Cari testified that Blagojevich and his top aides had set up a mechanism to appoint people to state boards and commissions and then hit them up for campaign contribution.
"... there would be a quid pro quo," said Cari, "they were going to reward their friends."
Cari testified that in 2003 Stuart Levine told him about a plan in which Blagojevich and his inner circle -- including Chris Kelly, Tony Rezko and Levine -- were putting together to give state business to companies that would then donate to the Blagojevich campaign.
"If you did not play ball the way they wanted...there were repercussions," said Cari.
When questioned by the defense, Cari said Blagojevich never asked him to be part of the play-to-play politics, but others did.
Cari is testifying for the government after pleading guilty to attempted extortion several years ago. The charge stems from Cari's attempt to convince the top officer of an investment firm that she'd better hire a consultant for the state investment deal or the whole thing would go south.
Cari explained to the investment banker - "In Illinois, the governor and the top people around him - they pick the investment banks and the law firms. That's the way it's done in Illinois."
Prosecutors followed that with Ata, one of their most important witnesses. Ata twice made sizable contributions to Blagojevich - both before and after his first election.
When Ali Ata met Rod Blagojevich for the first time it was in late August of 2002. Ata said he was asked by Tony Rezko to come to Rezko's office with a contribution. There, Ata said he met Jay Hoffman, Lon Monk, Chris Kelly, and Rod Blagojevich.

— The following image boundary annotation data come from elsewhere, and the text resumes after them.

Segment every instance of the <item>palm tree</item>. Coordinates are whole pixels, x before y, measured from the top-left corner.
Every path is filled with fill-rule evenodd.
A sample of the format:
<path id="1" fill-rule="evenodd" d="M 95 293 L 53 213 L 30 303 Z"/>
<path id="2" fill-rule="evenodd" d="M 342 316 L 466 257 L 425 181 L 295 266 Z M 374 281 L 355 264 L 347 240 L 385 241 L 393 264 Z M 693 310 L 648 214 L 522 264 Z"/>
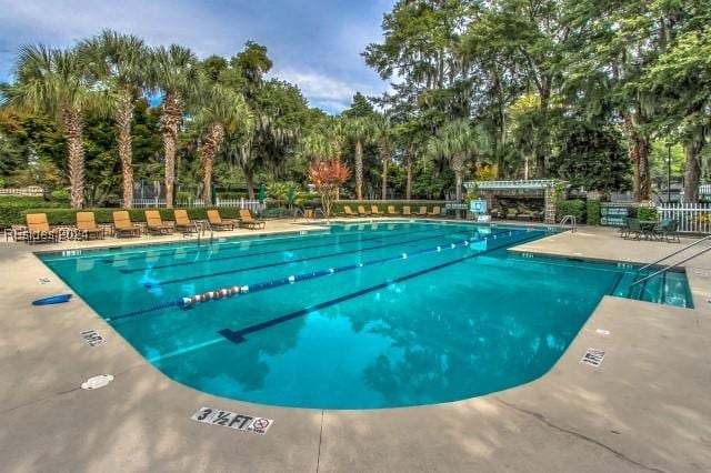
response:
<path id="1" fill-rule="evenodd" d="M 371 139 L 372 121 L 365 117 L 356 117 L 346 122 L 346 134 L 356 145 L 356 198 L 363 199 L 363 144 Z"/>
<path id="2" fill-rule="evenodd" d="M 110 91 L 110 108 L 117 127 L 123 182 L 123 207 L 133 207 L 133 107 L 147 85 L 149 51 L 143 40 L 104 30 L 79 43 L 79 54 L 94 79 Z"/>
<path id="3" fill-rule="evenodd" d="M 166 207 L 172 209 L 178 127 L 182 119 L 186 99 L 197 87 L 197 58 L 188 48 L 171 44 L 170 48 L 156 49 L 151 59 L 152 82 L 163 92 L 161 130 L 166 154 Z"/>
<path id="4" fill-rule="evenodd" d="M 253 115 L 244 98 L 220 84 L 203 84 L 197 103 L 194 121 L 204 130 L 200 143 L 202 164 L 202 200 L 208 205 L 212 201 L 212 165 L 224 134 L 249 131 L 253 127 Z"/>
<path id="5" fill-rule="evenodd" d="M 94 104 L 91 83 L 76 50 L 24 46 L 16 60 L 16 84 L 3 91 L 9 104 L 47 113 L 62 125 L 67 140 L 67 168 L 71 187 L 71 207 L 84 202 L 83 114 Z M 101 104 L 100 100 L 96 101 Z"/>
<path id="6" fill-rule="evenodd" d="M 387 114 L 378 115 L 374 123 L 375 140 L 378 140 L 378 150 L 380 151 L 380 161 L 382 162 L 382 200 L 388 199 L 388 164 L 390 162 L 390 140 L 392 130 L 390 129 L 390 119 Z"/>
<path id="7" fill-rule="evenodd" d="M 482 133 L 462 119 L 444 124 L 427 144 L 430 157 L 449 160 L 457 181 L 457 203 L 462 202 L 462 178 L 467 160 L 483 147 L 482 140 Z"/>

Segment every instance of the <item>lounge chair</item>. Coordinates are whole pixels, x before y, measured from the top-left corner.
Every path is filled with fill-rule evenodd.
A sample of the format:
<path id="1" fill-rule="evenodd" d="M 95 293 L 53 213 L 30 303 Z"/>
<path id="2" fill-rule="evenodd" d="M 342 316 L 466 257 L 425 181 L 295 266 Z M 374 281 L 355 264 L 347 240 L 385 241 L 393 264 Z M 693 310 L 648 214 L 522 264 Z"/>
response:
<path id="1" fill-rule="evenodd" d="M 103 240 L 106 235 L 103 229 L 97 225 L 93 212 L 77 212 L 77 231 L 84 240 L 90 240 L 91 236 Z"/>
<path id="2" fill-rule="evenodd" d="M 184 209 L 176 209 L 173 212 L 176 218 L 176 230 L 178 230 L 182 234 L 192 234 L 197 231 L 197 227 L 190 217 L 188 217 L 188 211 Z"/>
<path id="3" fill-rule="evenodd" d="M 365 211 L 364 205 L 358 205 L 358 215 L 360 217 L 370 217 L 370 212 Z"/>
<path id="4" fill-rule="evenodd" d="M 263 229 L 266 225 L 267 222 L 254 219 L 249 209 L 240 209 L 240 227 L 247 227 L 248 229 Z"/>
<path id="5" fill-rule="evenodd" d="M 350 205 L 343 205 L 343 213 L 346 213 L 346 217 L 358 217 L 358 214 L 351 210 Z"/>
<path id="6" fill-rule="evenodd" d="M 219 210 L 208 210 L 208 222 L 210 223 L 210 228 L 212 230 L 217 230 L 219 232 L 223 230 L 234 230 L 234 221 L 231 219 L 222 219 Z"/>
<path id="7" fill-rule="evenodd" d="M 152 235 L 169 235 L 173 233 L 173 225 L 163 223 L 158 210 L 146 211 L 146 228 Z"/>
<path id="8" fill-rule="evenodd" d="M 58 242 L 59 232 L 49 228 L 47 213 L 28 213 L 24 215 L 27 221 L 28 243 L 49 241 Z"/>
<path id="9" fill-rule="evenodd" d="M 129 212 L 126 210 L 117 210 L 113 212 L 113 231 L 118 238 L 141 235 L 141 228 L 131 222 Z"/>

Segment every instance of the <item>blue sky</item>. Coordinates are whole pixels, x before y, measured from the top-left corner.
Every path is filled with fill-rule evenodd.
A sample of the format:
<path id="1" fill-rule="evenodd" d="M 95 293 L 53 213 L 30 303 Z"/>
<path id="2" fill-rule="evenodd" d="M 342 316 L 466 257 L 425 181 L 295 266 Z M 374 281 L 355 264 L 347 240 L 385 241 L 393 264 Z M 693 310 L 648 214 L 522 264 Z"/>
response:
<path id="1" fill-rule="evenodd" d="M 357 90 L 389 84 L 360 53 L 380 41 L 382 14 L 394 0 L 0 0 L 0 81 L 11 77 L 18 48 L 67 47 L 111 28 L 149 44 L 177 42 L 200 57 L 230 57 L 247 40 L 267 46 L 272 76 L 298 84 L 312 107 L 337 113 Z"/>

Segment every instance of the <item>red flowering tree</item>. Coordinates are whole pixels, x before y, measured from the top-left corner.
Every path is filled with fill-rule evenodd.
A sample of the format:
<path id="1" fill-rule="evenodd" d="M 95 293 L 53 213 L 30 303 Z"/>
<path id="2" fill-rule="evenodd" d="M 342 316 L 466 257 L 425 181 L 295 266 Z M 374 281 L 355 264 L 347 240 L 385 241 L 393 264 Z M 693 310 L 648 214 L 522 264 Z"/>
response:
<path id="1" fill-rule="evenodd" d="M 351 177 L 351 170 L 338 158 L 328 161 L 314 161 L 309 167 L 309 179 L 316 185 L 316 190 L 321 195 L 323 213 L 328 219 L 331 215 L 331 208 L 338 198 L 338 191 L 343 182 Z"/>

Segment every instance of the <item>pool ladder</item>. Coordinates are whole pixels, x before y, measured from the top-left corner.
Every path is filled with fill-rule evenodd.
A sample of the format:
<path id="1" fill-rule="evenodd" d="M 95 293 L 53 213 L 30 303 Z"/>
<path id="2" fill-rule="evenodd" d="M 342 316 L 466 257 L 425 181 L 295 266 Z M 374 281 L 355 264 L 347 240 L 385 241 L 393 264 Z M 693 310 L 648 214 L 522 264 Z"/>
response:
<path id="1" fill-rule="evenodd" d="M 630 285 L 630 289 L 631 289 L 631 288 L 634 288 L 637 284 L 643 283 L 643 282 L 645 282 L 645 281 L 648 281 L 648 280 L 650 280 L 650 279 L 652 279 L 652 278 L 654 278 L 654 276 L 658 276 L 658 275 L 660 275 L 660 274 L 663 274 L 663 273 L 665 273 L 667 271 L 669 271 L 669 270 L 671 270 L 671 269 L 673 269 L 673 268 L 677 268 L 677 266 L 678 266 L 678 265 L 680 265 L 680 264 L 683 264 L 683 263 L 685 263 L 685 262 L 688 262 L 688 261 L 691 261 L 691 260 L 693 260 L 694 258 L 698 258 L 698 256 L 701 256 L 701 255 L 702 255 L 702 254 L 704 254 L 704 253 L 708 253 L 709 251 L 711 251 L 711 246 L 704 248 L 704 249 L 703 249 L 703 250 L 701 250 L 701 251 L 697 251 L 695 253 L 691 254 L 690 256 L 684 258 L 684 259 L 683 259 L 683 260 L 681 260 L 681 261 L 678 261 L 678 262 L 672 263 L 672 264 L 668 264 L 668 265 L 665 265 L 664 268 L 662 268 L 661 270 L 655 271 L 655 272 L 653 272 L 653 273 L 651 273 L 651 274 L 648 274 L 648 275 L 645 275 L 645 276 L 644 276 L 644 278 L 642 278 L 642 279 L 638 279 L 638 276 L 640 275 L 640 272 L 642 272 L 642 271 L 644 271 L 644 270 L 647 270 L 647 269 L 649 269 L 649 268 L 652 268 L 653 265 L 659 264 L 659 263 L 661 263 L 661 262 L 662 262 L 662 261 L 664 261 L 664 260 L 669 260 L 671 256 L 675 256 L 677 254 L 683 253 L 684 251 L 689 250 L 690 248 L 695 246 L 695 245 L 698 245 L 699 243 L 702 243 L 702 242 L 708 241 L 708 240 L 711 240 L 711 235 L 707 235 L 707 236 L 704 236 L 704 238 L 702 238 L 702 239 L 699 239 L 699 240 L 694 241 L 693 243 L 688 244 L 687 246 L 684 246 L 684 248 L 682 248 L 682 249 L 680 249 L 680 250 L 677 250 L 677 251 L 674 251 L 674 252 L 672 252 L 672 253 L 669 253 L 669 254 L 668 254 L 668 255 L 665 255 L 664 258 L 661 258 L 661 259 L 659 259 L 659 260 L 654 261 L 653 263 L 649 263 L 649 264 L 643 265 L 642 268 L 640 268 L 639 270 L 637 270 L 637 273 L 634 274 L 634 281 L 633 281 L 633 282 L 632 282 L 632 284 Z"/>
<path id="2" fill-rule="evenodd" d="M 575 215 L 563 217 L 560 221 L 560 228 L 565 229 L 567 224 L 570 225 L 570 230 L 572 231 L 572 233 L 575 233 L 575 230 L 578 230 L 578 219 L 575 218 Z"/>

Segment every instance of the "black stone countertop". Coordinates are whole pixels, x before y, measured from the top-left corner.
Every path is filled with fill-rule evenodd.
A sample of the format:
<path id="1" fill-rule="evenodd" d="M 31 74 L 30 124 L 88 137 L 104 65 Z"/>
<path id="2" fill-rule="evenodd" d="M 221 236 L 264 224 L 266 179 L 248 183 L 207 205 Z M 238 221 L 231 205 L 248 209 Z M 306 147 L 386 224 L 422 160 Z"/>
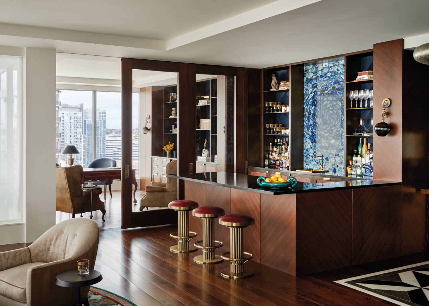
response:
<path id="1" fill-rule="evenodd" d="M 256 182 L 258 177 L 246 174 L 219 172 L 184 174 L 167 174 L 167 176 L 186 181 L 205 183 L 273 195 L 358 188 L 383 187 L 401 184 L 400 183 L 397 182 L 379 180 L 360 180 L 346 181 L 330 181 L 326 183 L 298 182 L 296 186 L 292 188 L 273 189 L 261 187 Z"/>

Ata testified he gave Rezko a check for $25,000 for Blagojevich's campaign fund as they walked to the conference room.
"As I walked into the conference room I was introduced, the governor was there, Mr. Rezko indicated that I was a team player... he also indicated that I had expressed an interest in joining the administration."
Ata also testified he talked to Rezko about the executive director job with the Illinois Finance Authority. Soon after that Ata was asked by Rezko to give another contribution.
At a fundraiser at Navy Pier in July 2003 Ata gave Rezko a $25,000 check for Friends of Blagojevich. Then Ata said he had a conversation with Rod Blagojevich. Ata said, "Mr. Blagojevich thanked me for my contribution... (Blagojevich said he) was aware I was considering a job with the administration and it 'better be a job where I could make some money.'"
Ata said he is helping prosecutors in hopes of a lenient sentence in his own case.
No comment from Blagojevich
The former governor rarely shies away from a microphone, but on Thursday Rod Blagojevich drew a finger across his mouth to indicate his lips were zipped.
The former governor was warned by the judge Wednesday to "exercise discretion" when talking to the media about his corruption case. Judge James Zagel has yet to rule on a motion filed by the prosecution that asked for a gag order for those involved in the trial.